HIV-1 transmission is associated with a severe bottleneck in which a limited number of variants from genetically diverse quasispecies establish infection. The IAVI protocol C cohort of discordant couples, female sex workers, other heterosexuals and men who have sex with men (MSM) present varying risks of HIV infection, diverse HIV-1 subtypes and present a unique opportunity to characterize transmitted/founder viruses (TFv) where disease outcome is known.
To identify the TFv, the HIV-1 repertoire of 38 MSM was sequenced close to transmission (median
21dpi) and assessment of multivariant infection, subtype and genetic polymorphisms done. Patient derived gag genes were cloned into a NL4.3 provirus to generate chimeric viruses which were characterised for replicative capacity (RC) and mechanism of spread between cells. Finally, an evaluation of how the virus characteristics that were predictors of disease progression modified the immune response at both acute and chronic HIV-1 infection was done.

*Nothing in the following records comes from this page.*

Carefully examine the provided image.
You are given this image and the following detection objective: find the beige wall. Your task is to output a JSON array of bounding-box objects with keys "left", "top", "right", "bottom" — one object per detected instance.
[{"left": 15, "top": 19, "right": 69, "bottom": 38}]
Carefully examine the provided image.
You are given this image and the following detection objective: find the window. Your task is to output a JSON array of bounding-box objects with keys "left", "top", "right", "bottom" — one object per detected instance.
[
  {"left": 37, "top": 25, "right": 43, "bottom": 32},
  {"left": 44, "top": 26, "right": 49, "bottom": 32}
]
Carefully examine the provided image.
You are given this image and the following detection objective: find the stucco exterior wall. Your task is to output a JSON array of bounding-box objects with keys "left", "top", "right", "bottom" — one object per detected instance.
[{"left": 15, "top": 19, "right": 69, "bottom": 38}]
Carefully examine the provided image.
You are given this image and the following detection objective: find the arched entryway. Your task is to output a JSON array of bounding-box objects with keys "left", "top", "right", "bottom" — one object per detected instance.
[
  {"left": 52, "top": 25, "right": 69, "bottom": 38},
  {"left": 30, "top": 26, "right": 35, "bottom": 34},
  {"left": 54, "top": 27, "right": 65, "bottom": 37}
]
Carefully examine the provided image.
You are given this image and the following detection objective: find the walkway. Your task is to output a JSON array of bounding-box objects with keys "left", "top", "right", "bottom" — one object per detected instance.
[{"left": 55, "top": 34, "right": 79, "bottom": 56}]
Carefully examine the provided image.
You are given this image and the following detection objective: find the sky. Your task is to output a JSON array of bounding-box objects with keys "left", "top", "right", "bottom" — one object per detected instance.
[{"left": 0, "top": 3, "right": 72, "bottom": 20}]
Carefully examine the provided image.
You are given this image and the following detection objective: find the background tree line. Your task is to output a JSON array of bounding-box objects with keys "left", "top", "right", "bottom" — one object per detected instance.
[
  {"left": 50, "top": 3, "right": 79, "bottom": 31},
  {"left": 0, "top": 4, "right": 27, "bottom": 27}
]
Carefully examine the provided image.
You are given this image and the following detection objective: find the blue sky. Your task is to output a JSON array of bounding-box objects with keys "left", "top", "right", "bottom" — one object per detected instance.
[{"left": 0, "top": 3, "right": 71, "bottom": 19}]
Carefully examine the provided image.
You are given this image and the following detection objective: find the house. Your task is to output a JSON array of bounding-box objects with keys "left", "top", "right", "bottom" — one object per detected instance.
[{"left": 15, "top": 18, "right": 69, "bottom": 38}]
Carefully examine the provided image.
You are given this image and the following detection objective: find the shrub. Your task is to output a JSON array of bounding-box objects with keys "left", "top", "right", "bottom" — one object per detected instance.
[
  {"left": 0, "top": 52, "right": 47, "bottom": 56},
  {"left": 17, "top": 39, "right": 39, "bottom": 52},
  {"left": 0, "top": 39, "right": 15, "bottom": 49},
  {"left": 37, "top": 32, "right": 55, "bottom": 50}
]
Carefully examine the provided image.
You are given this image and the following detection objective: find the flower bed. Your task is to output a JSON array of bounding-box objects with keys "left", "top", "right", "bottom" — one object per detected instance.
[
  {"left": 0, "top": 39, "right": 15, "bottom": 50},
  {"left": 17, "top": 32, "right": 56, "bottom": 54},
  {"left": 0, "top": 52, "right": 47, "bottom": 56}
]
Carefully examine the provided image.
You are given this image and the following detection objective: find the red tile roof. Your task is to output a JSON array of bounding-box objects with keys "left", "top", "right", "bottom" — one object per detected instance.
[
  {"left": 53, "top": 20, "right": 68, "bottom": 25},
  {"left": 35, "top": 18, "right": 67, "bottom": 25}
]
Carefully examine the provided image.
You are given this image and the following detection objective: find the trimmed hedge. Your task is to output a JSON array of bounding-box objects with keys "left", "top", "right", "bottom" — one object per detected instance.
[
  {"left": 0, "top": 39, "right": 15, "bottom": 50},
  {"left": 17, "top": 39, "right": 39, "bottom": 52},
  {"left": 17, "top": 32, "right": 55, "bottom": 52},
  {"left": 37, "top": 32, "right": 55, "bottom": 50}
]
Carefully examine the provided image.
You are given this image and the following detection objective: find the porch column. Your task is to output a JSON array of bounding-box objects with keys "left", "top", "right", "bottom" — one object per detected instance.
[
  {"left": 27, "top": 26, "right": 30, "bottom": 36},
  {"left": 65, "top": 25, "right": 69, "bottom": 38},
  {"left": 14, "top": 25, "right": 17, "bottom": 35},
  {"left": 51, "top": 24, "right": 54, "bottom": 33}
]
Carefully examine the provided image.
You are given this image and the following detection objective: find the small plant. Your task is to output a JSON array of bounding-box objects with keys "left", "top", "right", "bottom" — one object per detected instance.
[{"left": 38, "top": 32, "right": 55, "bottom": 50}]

There was higher incidence of multivariant infection compared with previously described heterosexual cohorts. TFv predictors of CD4 T-cell decline and set-point viral load included multivariant infection, subtype, drug resistance mutations and RC. A link was identified between these characteristics and both chronic immune activation and rapid CD4+ T cell decline except in multivariant infection where perturbations were restored after control of viremia. The cell entry and CD4+ T cell depletion mechanisms by high RC TFv overlapped with those involved in cell-cell transmission but not cell free spread and involved increased expression of RNA that encodes proteins involved in apoptosis,
autophagy and necrosis. Strategies aimed at mitigating persistent immune activation could contribute toward improving HIV-1 prognosis and research presented in this thesis suggests that this may involve strategies that sieve out
high RC TFv and tighten the stringency of the transmission bottleneck. Furthermore, the sequences and chimeric viruses provide a useful resource in the field of immunogen design, for their utility in designing TFv peptide sets and for use in functional assays to probe effective immune responses against TFv.